Trudeau, in a statement issued Monday, said his use of emergency powers was about “keeping Canadians safe, protecting people’s jobs, and restoring confidence in our institutions.” The announcement came after a Friday conversation between the prime minister and President Joe Biden, who informed his Canadian counterpart that the border blockades were causing U.S. auto plants to shut down due to shipping delays. Trudeau is the first Canadian prime minister to declare a state of emergency during peacetime since his father, Pierre Trudeau, did so 50 years ago.
Despite the Emergencies Act, Freedom Convoy protests in parts of Canada are still dragging on. This includes Ottawa, where truck drivers have parked their rigs and set up camps in the middle of the capital’s streets for more than two weeks.
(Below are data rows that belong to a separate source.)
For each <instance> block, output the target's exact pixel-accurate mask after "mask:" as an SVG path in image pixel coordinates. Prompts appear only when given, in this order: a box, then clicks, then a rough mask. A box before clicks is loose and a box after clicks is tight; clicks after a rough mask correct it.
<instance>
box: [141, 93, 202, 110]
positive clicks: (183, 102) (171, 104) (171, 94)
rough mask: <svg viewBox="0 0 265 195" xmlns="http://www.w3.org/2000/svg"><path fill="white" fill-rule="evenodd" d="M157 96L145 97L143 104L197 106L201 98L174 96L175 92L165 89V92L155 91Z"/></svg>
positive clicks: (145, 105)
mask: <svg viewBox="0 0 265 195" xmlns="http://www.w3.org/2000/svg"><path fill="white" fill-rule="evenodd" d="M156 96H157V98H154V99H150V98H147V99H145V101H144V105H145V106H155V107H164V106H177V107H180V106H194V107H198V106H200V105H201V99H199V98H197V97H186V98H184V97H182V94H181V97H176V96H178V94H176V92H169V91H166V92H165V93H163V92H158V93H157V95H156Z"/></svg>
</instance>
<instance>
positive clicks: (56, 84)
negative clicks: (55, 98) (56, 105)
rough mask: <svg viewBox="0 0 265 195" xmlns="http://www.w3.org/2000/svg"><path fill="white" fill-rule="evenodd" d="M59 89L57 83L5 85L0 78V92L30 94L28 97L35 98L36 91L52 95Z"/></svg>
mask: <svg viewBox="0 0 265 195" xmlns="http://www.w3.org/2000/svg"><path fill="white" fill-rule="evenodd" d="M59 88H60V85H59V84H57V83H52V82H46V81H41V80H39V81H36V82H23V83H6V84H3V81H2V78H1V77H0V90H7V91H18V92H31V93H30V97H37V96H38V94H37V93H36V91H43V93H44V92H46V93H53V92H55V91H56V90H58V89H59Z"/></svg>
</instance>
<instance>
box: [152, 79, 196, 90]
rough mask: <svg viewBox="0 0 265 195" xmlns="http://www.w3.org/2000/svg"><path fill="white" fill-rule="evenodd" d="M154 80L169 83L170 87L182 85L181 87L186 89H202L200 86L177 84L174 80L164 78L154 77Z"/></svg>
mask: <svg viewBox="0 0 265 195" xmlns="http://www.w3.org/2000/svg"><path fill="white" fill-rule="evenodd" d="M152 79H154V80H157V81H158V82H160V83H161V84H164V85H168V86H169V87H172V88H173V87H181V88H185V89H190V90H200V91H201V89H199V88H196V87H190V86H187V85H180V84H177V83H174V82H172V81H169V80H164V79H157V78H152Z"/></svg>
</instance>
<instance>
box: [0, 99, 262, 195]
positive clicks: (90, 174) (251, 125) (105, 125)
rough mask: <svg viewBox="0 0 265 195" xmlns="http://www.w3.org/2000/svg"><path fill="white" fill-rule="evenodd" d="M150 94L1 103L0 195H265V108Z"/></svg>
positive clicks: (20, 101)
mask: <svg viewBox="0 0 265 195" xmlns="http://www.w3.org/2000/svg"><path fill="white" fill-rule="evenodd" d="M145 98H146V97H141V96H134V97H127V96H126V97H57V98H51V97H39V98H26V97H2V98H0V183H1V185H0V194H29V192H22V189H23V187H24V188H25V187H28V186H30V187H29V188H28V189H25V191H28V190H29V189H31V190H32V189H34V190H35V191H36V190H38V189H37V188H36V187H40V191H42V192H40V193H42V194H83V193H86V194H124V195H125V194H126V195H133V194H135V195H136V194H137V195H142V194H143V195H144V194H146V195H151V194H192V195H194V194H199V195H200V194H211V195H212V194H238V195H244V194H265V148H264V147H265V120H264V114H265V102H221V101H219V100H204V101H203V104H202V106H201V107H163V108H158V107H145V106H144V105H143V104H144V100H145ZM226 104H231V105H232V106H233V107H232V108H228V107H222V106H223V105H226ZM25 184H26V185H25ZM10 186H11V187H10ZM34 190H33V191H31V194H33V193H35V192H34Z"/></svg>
In response to mounting frustration from Ottawa’s residents, Canadian public safety minister Marco Mendicino urged police to exercise the new powers granted to them by the Emergencies Act. “We have given new powers to police, and we need them to do the job now,” he said on Monday. Yet one day after Mendicino’s remarks, Ottawa police chief Peter Sloly reportedly resigned amidst public outrage over the inaction of local authorities.
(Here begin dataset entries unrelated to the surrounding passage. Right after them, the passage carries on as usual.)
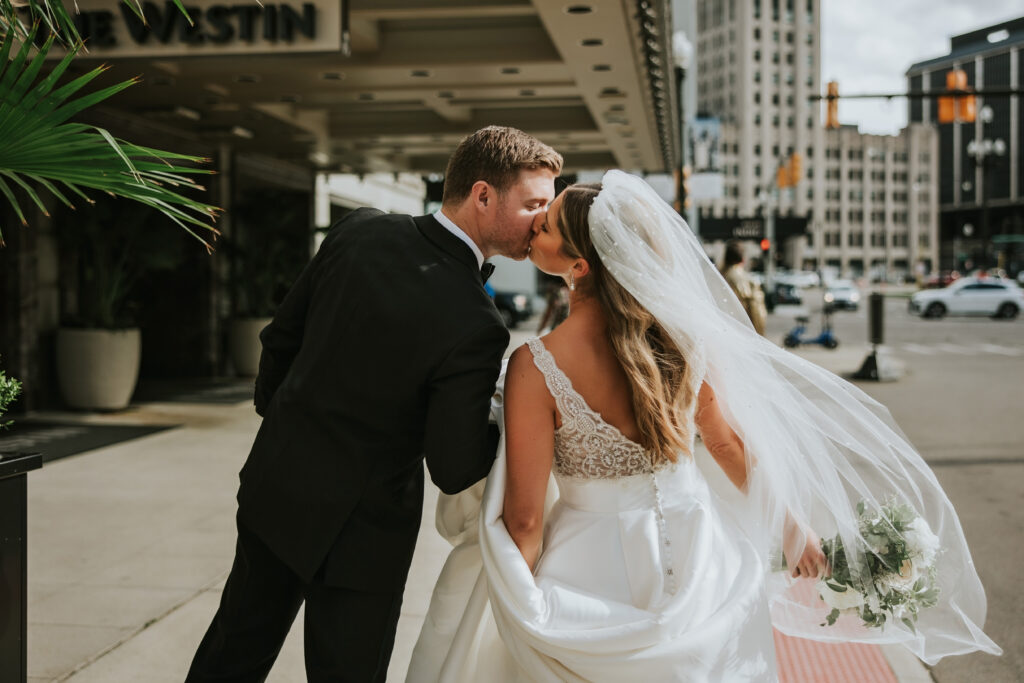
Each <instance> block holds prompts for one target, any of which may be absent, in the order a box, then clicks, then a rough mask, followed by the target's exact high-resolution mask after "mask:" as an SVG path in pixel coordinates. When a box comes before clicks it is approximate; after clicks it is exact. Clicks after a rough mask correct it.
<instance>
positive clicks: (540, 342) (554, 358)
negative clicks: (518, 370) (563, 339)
mask: <svg viewBox="0 0 1024 683" xmlns="http://www.w3.org/2000/svg"><path fill="white" fill-rule="evenodd" d="M526 346H528V347H529V352H530V353H532V354H534V365H536V366H537V369H538V370H540V371H541V374H542V375H544V383H545V384H547V385H548V391H550V392H551V395H552V397H553V398H554V399H555V407H556V408H557V409H558V414H559V416H561V419H562V426H565V423H566V422H573V421H574V420H575V418H577V416H578V415H579V414H580V412H581V411H589V407H588V405H587V403H586V401H585V400H584V399H583V396H581V395H580V394H579V393H577V391H575V389H573V388H572V382H570V381H569V378H568V377H567V376H566V375H565V373H563V372H562V371H561V369H560V368H559V367H558V366H557V365H556V364H555V356H554V355H552V353H551V351H549V350H548V349H547V347H545V346H544V342H543V341H541V339H540V337H530V338H529V339H527V340H526Z"/></svg>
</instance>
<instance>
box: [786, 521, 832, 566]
mask: <svg viewBox="0 0 1024 683" xmlns="http://www.w3.org/2000/svg"><path fill="white" fill-rule="evenodd" d="M801 538H802V539H803V543H802V544H801V543H800V539H801ZM783 539H784V543H783V553H784V554H785V565H786V566H787V567H793V573H792V574H791V575H793V577H794V578H797V579H816V578H817V577H818V575H819V574H827V572H828V560H827V558H826V557H825V554H824V553H823V552H822V551H821V540H820V539H819V538H818V535H817V533H815V532H814V531H812V530H811V529H810V528H808V527H806V526H803V525H802V524H798V523H797V522H796V521H795V520H794V519H793V518H792V517H790V516H788V515H787V516H786V522H785V533H784V537H783ZM795 542H796V543H795ZM795 545H796V548H794V546H795ZM797 552H799V553H800V556H799V557H798V558H797V559H796V561H794V557H793V555H796V554H797Z"/></svg>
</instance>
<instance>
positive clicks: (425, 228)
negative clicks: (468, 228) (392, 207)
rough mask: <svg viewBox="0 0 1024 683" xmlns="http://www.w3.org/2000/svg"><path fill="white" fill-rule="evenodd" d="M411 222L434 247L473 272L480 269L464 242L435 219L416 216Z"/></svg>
mask: <svg viewBox="0 0 1024 683" xmlns="http://www.w3.org/2000/svg"><path fill="white" fill-rule="evenodd" d="M413 220H414V221H415V222H416V226H417V227H418V228H419V229H420V232H421V233H423V237H425V238H426V239H427V240H428V241H430V243H431V244H433V245H434V247H436V248H437V249H440V250H441V251H443V252H444V253H445V254H447V255H449V256H451V257H452V258H454V259H455V260H457V261H459V262H460V263H464V264H466V267H468V268H470V269H471V270H473V271H474V272H479V270H480V269H479V267H478V266H477V265H476V255H475V254H474V253H473V250H472V249H470V248H469V245H467V244H466V243H465V242H463V241H462V240H460V239H459V238H457V237H455V236H454V234H452V231H451V230H449V229H447V228H446V227H444V226H443V225H441V224H440V223H438V222H437V219H436V218H434V217H433V216H431V215H429V214H428V215H426V216H417V217H415V218H414V219H413Z"/></svg>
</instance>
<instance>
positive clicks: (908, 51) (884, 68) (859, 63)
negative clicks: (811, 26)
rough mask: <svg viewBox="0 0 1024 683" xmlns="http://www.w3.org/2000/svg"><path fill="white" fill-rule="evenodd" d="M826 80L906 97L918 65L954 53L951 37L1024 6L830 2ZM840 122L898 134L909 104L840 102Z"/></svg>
mask: <svg viewBox="0 0 1024 683" xmlns="http://www.w3.org/2000/svg"><path fill="white" fill-rule="evenodd" d="M821 5H822V7H821V53H822V54H821V80H822V87H823V86H824V82H827V81H829V80H837V81H839V87H840V94H841V95H842V94H844V93H846V94H853V93H868V92H869V93H876V92H904V91H905V90H906V79H905V77H904V74H905V72H906V70H907V69H908V68H909V67H910V65H912V63H914V62H918V61H924V60H926V59H931V58H934V57H939V56H942V55H944V54H947V53H948V52H949V38H950V37H952V36H954V35H959V34H963V33H968V32H970V31H974V30H976V29H981V28H984V27H986V26H991V25H993V24H998V23H1000V22H1006V20H1008V19H1012V18H1017V17H1019V16H1022V15H1024V8H1022V5H1021V2H1020V0H984V2H977V1H973V2H972V1H971V0H859V1H858V2H856V3H854V2H849V0H822V2H821ZM839 115H840V121H842V122H843V123H856V124H857V125H858V126H860V129H861V131H862V132H869V133H889V134H894V133H896V132H898V131H899V129H900V128H902V127H903V126H905V125H906V99H905V98H902V97H899V98H894V99H891V100H886V99H863V100H858V99H849V100H847V99H840V104H839Z"/></svg>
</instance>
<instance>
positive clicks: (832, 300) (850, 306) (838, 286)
mask: <svg viewBox="0 0 1024 683" xmlns="http://www.w3.org/2000/svg"><path fill="white" fill-rule="evenodd" d="M824 300H825V303H828V304H831V305H833V307H835V308H845V309H847V310H857V305H858V304H859V303H860V290H858V289H857V286H856V285H854V284H853V282H851V281H849V280H835V281H833V284H831V285H829V286H828V288H827V289H826V290H825V295H824Z"/></svg>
Elsewhere in Ontario, police were able to end the blockade of the Ambassador Bridge, which connects the Canadian city of Windsor to Detroit and serves as the most important trade route along the U.S.–Canada border. During a Tuesday press conference, Ontario’s Progressive Conservative premier, Doug Ford, praised law enforcement for clearing the Ambassador Bridge but urged the government to put an end to the other sources of gridlock. “It’s critical that all levels of government work together. It’s critical that our police forces have every single tool needed to resolve the situation and restore order,” said Ford, whose province includes Ottawa and Windsor. He went on to say that he does not “care about the politics” right now and urged the government to only use the emergency powers in an “extremely targeted” manner. “I believe in freedoms and liberties in this country, and I’d never ever want to squash that,” Ford added.
In Alberta, truckers blockading a road that runs into Montana began voluntarily leaving on Tuesday. Marco Van Huigenbos, one of the protest’s organizers, claimed the blockade was “infiltrated by an extreme element” after Royal Canadian Mounted Police made 13 arrests Monday and seized firearms, body armor, and ammunition during a morning raid of three trailers that preceded the Emergencies Act invocation. “Our objective was to be here peacefully,” Huigenbos said. “To keep that message going, we want to peacefully leave [the border town] Coutts and return to our families.”
The Emergencies Act allows the Canadian government to clear protesters from certain areas, enlist the military and towing businesses to remove vehicles blocking the streets, and freeze the bank accounts of protest organizers without a court order. Organizers of the so-called Freedom Convoy have raised millions of dollars on crowdfunding sites—with funds pouring in after the American right took notice of their protest. Fox News stars Tucker Carlson, Sean Hannity, and Laura Ingraham have featured nonstop fawning coverage of the protests over the past weeks, while Donald Trump Jr. and Senator Rand Paul have encouraged Americans to start Freedom Convoys and blockade U.S. cities.
However, this wave of funding ginned up by U.S. actors will likely be meaningless. “The government is issuing an order with immediate effect under the Emergencies Act, authorizing Canadian financial institutions to temporarily cease providing financial services where the institution suspects that an account is being used to further the illegal blockades and occupations,” said Canada’s deputy prime minister, Chrystia Freeland, on Monday. Freeland also announced that crowdfunding websites will be required to register with the Financial Transactions and Reports Analysis Centre, a government agency that tracks money laundering, the financing of terrorist organizations, and other illegal ventures.